Outcomes:
Summaries, analysis and performances
Main Outcome:
Poem with similar structure
Length:
10 session, 2 weeks
Overview and Outcomes:
This is a two-week planning sequence using the poem ‘Night Mail’, which was written in 1936 to accompany the documentary film of the same year and the same title. The film depicted a London, Midland, and Scottish Railway (LMS) mail train travelling from London to Scotland. It was produced by GPO Film Unit, directed by Harry Watt and Basil Wright, and narrated by John Grierson and Stuart Legg. Auden’s poem was read toward the end of the film, set to music by Benjamin Britten. Lines were chopped and changed to fit the film. The intention of the film was to show the public how the mail was distributed by train. The rhythm of the film matches the train’s movement. Auden apparently used a stopwatch as he set the lines to the film. The form of the poem is made up of eight rhymed, four-beat couplets.
Synopsis of Text:
Auden's poem for the sequence, entitled "Night Mail", was written at the film unit's main office in Soho Square.
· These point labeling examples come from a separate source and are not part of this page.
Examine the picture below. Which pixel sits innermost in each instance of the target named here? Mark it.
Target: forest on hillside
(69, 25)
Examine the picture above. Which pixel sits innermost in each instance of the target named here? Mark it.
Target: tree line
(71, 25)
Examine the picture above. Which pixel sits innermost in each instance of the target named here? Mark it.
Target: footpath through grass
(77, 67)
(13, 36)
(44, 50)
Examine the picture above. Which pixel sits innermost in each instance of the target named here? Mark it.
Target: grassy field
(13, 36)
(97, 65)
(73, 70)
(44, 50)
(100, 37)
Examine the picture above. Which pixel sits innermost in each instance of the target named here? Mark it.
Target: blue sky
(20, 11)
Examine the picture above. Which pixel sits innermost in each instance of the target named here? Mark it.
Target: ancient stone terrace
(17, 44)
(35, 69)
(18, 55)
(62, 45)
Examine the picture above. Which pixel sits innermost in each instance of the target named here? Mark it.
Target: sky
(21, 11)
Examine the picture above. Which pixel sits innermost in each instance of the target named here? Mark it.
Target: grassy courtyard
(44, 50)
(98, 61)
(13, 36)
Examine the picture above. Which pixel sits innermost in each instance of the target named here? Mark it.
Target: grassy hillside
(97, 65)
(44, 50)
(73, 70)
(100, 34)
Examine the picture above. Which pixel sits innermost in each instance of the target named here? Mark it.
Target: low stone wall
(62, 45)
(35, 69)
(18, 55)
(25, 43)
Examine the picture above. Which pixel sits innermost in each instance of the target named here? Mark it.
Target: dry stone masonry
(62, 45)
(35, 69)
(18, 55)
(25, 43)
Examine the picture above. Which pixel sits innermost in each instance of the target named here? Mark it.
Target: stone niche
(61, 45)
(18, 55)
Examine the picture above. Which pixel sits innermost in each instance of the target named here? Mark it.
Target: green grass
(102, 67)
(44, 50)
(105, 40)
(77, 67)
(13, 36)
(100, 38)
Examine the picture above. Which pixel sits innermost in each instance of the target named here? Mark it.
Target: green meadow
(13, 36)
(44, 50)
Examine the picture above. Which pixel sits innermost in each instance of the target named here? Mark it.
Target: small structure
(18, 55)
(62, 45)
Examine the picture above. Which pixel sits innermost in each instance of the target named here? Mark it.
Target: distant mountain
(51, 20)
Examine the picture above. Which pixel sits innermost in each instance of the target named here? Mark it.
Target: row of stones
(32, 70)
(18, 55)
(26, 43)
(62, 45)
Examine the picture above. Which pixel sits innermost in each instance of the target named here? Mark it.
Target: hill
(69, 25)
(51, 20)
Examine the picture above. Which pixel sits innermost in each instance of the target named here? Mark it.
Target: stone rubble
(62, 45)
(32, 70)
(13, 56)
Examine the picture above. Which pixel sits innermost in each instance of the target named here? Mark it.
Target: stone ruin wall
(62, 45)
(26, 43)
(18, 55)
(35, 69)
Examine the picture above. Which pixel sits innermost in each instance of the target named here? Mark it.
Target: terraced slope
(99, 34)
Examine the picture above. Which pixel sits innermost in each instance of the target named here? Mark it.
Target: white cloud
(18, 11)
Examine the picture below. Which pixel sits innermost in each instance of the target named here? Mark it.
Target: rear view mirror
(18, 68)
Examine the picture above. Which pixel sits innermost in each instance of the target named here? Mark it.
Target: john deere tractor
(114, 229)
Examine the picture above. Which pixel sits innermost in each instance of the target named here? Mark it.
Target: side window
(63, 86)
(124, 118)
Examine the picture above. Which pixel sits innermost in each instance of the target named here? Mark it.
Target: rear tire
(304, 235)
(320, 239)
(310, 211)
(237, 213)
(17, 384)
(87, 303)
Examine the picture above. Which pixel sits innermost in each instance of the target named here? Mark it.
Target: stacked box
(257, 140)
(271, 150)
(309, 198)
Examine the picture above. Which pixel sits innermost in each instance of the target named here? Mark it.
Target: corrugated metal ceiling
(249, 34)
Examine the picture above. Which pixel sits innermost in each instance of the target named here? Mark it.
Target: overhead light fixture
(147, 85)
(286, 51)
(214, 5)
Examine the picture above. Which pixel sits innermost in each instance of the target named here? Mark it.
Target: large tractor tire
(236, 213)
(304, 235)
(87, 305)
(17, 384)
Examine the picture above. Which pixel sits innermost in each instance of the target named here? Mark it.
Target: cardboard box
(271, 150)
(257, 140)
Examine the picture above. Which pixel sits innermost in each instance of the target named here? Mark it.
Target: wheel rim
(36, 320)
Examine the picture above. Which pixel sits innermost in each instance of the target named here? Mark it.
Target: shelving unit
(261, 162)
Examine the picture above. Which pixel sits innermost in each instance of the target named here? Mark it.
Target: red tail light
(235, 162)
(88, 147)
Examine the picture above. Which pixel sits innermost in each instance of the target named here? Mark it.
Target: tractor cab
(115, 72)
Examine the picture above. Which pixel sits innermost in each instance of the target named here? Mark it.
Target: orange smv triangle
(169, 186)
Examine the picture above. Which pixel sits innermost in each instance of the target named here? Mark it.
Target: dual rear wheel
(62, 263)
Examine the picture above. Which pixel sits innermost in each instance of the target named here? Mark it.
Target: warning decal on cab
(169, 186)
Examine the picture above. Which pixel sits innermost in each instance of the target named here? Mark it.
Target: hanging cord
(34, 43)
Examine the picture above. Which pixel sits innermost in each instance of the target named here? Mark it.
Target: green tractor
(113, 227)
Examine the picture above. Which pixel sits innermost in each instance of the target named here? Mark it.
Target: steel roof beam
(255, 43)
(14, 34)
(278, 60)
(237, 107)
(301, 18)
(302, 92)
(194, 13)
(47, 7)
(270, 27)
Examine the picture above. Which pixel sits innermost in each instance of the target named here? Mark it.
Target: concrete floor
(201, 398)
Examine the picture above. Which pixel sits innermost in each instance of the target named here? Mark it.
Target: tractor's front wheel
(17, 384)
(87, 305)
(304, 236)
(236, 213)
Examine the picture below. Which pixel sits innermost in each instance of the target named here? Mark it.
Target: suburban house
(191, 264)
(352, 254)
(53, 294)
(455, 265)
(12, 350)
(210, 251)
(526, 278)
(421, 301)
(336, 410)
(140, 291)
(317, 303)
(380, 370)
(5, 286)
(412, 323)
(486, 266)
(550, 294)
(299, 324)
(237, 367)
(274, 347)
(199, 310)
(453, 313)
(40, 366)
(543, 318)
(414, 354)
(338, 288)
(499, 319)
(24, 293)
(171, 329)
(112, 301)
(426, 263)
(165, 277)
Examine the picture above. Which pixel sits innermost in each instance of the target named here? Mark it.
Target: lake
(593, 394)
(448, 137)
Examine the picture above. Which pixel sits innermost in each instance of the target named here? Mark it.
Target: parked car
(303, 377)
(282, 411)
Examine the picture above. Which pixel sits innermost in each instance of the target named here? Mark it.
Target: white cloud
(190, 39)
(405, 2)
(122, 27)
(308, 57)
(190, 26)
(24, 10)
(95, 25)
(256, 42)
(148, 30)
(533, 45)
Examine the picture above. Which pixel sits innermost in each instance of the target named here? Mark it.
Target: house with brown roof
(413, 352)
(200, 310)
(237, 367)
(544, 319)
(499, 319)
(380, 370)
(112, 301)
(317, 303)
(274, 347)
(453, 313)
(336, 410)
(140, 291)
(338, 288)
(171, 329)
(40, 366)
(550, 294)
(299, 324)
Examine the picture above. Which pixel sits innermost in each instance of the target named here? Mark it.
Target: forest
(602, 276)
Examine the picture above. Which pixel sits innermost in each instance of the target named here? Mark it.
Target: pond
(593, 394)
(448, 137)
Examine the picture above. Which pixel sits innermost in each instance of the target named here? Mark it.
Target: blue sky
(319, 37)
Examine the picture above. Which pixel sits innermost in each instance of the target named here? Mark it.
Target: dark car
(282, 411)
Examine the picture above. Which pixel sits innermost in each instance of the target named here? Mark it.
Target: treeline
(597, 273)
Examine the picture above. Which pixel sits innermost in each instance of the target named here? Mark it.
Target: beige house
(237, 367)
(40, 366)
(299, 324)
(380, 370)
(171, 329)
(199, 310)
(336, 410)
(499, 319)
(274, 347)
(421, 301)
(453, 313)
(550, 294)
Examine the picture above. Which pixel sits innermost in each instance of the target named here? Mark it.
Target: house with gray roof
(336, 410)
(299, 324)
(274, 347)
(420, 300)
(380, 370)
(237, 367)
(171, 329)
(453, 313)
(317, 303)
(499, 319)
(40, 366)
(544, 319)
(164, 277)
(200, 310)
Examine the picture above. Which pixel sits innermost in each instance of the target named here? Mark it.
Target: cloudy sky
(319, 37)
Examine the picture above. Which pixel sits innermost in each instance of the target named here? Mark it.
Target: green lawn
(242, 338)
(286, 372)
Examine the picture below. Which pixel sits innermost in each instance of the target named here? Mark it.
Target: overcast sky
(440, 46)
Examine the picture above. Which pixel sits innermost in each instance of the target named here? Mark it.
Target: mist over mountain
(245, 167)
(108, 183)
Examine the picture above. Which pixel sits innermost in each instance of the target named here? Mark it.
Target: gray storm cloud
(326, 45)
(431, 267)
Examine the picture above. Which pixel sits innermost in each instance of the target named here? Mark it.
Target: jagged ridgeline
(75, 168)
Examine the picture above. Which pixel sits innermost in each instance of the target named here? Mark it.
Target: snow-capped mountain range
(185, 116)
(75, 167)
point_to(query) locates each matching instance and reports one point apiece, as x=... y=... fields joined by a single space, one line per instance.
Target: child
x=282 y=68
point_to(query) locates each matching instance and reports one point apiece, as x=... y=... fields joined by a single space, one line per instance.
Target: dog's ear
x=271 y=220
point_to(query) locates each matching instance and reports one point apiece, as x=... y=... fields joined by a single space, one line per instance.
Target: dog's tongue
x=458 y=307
Watt described his work area as "A bare table at the end of a dark, smelly, noisy corridor", a contrast to the more peaceful surroundings that he was used to working in. He paced it to match the rhythm of the train's wheels "with a stopwatch in order to fit it exactly to the shot". Grierson biographer Forsyth Hardy wrote that Auden wrote the verse on a trial and error basis, and was cut to fit the visuals by editor Richard McNaughton in collaboration with Cavalcanti and Wright. Many lines from the original version were discarded and became "crumpled fragments in the wastepaper basket",including one that described the by the English-Scottish border as "uplands heaped like slaughtered horses" that Wright considered too strong for the landscape that was shot for it.